Beefy Boxes and Bandwidth Generously Provided by pair Networks
Your skill will accomplish
what the force of many cannot
 
PerlMonks  

Missing files & File::Find.pm

by sbas013 (Initiate)
on Feb 07, 2007 at 12:49 UTC ( [id://598748]=perlquestion: print w/replies, xml ) Need Help??

sbas013 has asked for the wisdom of the Perl Monks concerning the following question:

I have a problem~ette with File::Find. OS: MS Windows Server 2003 Enterprose x64 bit
Perl: v5.5.8 MSWin32-x64-multi-thread
File System: NTFS (952gb)
Q. I'm using File::Find quite happily until... my script (which works perfectly on other servers) stops prematurely for no apparent reason part way through the drive being examined. I picked this up because Windows Properties for e:\ told me there was 208GB used file space & I was only picking up some 30GB.

NB For files > 2GB I get the info using dos “DIR”, apologies for that?

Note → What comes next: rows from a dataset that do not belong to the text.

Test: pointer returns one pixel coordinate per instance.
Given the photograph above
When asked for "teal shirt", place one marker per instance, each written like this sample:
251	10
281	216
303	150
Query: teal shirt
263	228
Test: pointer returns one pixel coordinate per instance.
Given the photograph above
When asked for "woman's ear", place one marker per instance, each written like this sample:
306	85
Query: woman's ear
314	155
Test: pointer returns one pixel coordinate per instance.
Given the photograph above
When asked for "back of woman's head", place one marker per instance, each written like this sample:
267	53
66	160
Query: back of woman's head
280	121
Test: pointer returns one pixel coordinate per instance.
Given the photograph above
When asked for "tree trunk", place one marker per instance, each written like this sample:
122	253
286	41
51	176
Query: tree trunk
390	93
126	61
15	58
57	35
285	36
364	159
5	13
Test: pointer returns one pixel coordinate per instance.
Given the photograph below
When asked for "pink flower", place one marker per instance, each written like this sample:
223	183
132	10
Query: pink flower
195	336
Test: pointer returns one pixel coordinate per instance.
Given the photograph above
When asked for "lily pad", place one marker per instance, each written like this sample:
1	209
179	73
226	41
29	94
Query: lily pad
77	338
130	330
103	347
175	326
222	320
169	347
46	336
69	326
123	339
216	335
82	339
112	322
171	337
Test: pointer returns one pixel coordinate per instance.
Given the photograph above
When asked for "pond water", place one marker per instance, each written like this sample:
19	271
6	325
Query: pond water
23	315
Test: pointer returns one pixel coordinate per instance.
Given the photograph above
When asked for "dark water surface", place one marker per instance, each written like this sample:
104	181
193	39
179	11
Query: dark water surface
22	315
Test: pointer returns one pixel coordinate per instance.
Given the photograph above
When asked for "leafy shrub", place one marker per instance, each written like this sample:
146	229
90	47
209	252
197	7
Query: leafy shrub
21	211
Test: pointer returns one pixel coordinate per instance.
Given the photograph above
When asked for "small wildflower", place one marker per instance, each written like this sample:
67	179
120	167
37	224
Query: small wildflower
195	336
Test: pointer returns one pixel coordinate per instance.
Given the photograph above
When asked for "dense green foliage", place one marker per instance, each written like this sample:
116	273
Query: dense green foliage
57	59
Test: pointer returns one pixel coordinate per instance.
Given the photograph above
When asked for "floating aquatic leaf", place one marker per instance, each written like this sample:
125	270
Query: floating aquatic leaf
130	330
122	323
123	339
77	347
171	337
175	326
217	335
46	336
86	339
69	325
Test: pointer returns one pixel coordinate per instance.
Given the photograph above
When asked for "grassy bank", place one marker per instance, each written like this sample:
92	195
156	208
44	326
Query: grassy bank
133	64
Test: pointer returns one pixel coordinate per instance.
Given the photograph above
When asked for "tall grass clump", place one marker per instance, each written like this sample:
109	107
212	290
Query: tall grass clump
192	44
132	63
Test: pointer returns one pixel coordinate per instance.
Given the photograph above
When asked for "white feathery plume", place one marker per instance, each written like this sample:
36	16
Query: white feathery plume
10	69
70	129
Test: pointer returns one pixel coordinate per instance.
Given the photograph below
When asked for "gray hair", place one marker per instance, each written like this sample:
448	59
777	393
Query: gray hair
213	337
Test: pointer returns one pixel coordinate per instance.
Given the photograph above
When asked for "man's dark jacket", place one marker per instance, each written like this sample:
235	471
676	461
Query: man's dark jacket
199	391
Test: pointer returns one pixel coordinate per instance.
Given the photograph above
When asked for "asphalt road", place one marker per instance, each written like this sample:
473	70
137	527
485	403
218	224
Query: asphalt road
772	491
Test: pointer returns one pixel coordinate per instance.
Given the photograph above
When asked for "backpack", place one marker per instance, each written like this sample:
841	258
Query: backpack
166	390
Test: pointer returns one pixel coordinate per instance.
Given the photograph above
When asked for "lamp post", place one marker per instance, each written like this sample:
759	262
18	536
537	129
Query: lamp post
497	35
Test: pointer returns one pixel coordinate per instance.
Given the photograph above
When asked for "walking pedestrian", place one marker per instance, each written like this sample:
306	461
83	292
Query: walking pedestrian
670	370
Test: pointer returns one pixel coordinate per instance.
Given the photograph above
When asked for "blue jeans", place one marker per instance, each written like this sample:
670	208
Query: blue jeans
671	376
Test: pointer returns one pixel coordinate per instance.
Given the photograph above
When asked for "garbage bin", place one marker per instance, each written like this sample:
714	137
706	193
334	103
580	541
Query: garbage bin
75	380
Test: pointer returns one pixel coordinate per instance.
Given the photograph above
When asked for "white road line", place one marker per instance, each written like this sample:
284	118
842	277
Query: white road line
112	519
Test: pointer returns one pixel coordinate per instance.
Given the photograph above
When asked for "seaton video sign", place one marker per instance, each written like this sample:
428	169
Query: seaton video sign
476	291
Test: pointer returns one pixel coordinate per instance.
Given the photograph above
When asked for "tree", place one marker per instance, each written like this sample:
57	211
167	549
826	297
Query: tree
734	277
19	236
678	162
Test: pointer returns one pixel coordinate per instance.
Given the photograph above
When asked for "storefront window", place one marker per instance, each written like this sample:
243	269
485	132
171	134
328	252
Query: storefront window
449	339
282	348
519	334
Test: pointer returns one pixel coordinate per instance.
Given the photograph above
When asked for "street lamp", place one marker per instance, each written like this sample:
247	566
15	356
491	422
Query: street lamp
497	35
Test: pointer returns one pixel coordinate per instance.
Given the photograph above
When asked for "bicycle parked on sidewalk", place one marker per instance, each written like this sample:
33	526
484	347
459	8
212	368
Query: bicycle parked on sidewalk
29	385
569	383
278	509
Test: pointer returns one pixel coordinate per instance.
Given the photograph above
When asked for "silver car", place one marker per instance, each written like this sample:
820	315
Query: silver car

Some of the file names encountered on the drive frankly bizarre!

I tried:-

(1) Running the script against the largest folder in the drive and again I was only seeing 178,610 files instead of the 252,115 files that IE told me were present.

(2) A small scripts that just counts the number of files in the projects folder found 204,257.

Both scripts are consistent in the number of files they find.

I get several warnings that "Can't cd to e:..." The filename displayed is always 293 characters in length.

Hopefully this is one for Sybil Fawlty who’s specialist subject is, “the bleeding obvious” but I just can’t see it. My Perl Cookbook makes no mention of large filenames/handles.

I have spent some time looking for a solution with no luck.

Any advice would be gratefully received.

Thanks,

Simon<BR

Replies are listed 'Best First'.
Re: Missing files & File::Find.pm
by Thelonius (Priest) on Feb 07, 2007 at 17:16 UTC
    Looking at the source code, it appears that the Windows Platform SDK defines PATH_MAX as 260, and that is more than 260 bytes long is going to cause problems.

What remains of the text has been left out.